$A=\frac{1}{1}+\frac{1}{10}+\frac{1}{11}+\dots+\frac{1}{19}+\frac{1}{21}+\frac{1}{31}+\dots+\frac{1}{91}+\frac{1}{100}+\frac{1}{101}+\dots$

Question

Consider the series:

$$A=\frac{1}{1}+\frac{1}{10}+\frac{1}{11}+\frac{1}{12}+\dots+\frac{1}{19}+\frac{1}{21}+\frac{1}{31}+\frac{1}{41}+\dots+\frac{1}{91}+\frac{1}{100}+\frac{1}{101}+\frac{1}{102}+\dots$$

The numerator of each term is $1$, and the denominators are the natural numbers that contain the digit $1$.

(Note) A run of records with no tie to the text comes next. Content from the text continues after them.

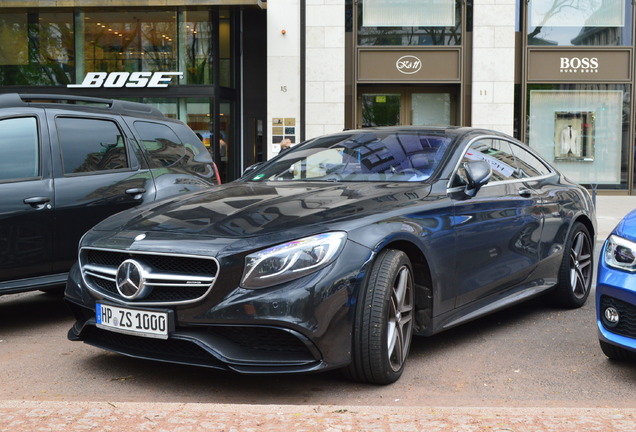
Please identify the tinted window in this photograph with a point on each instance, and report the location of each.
(90, 145)
(508, 161)
(371, 156)
(527, 164)
(163, 145)
(19, 148)
(497, 153)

If the denominators, instead, are the natural numbers omitting numbers containing the digit $9$ is called Kempner series, it converges to $22.92067661926415034816...$.

What is the value of $A$?

Does $A$ have an exact form?

Answer 1

$$A\gt\sum_{k=1}^\infty \frac1{10k+1}\gt\sum_{k=1}^\infty\frac1{11k}=\infty $$ Hence the sum determining $A$ does not converge and $A$ does not exist.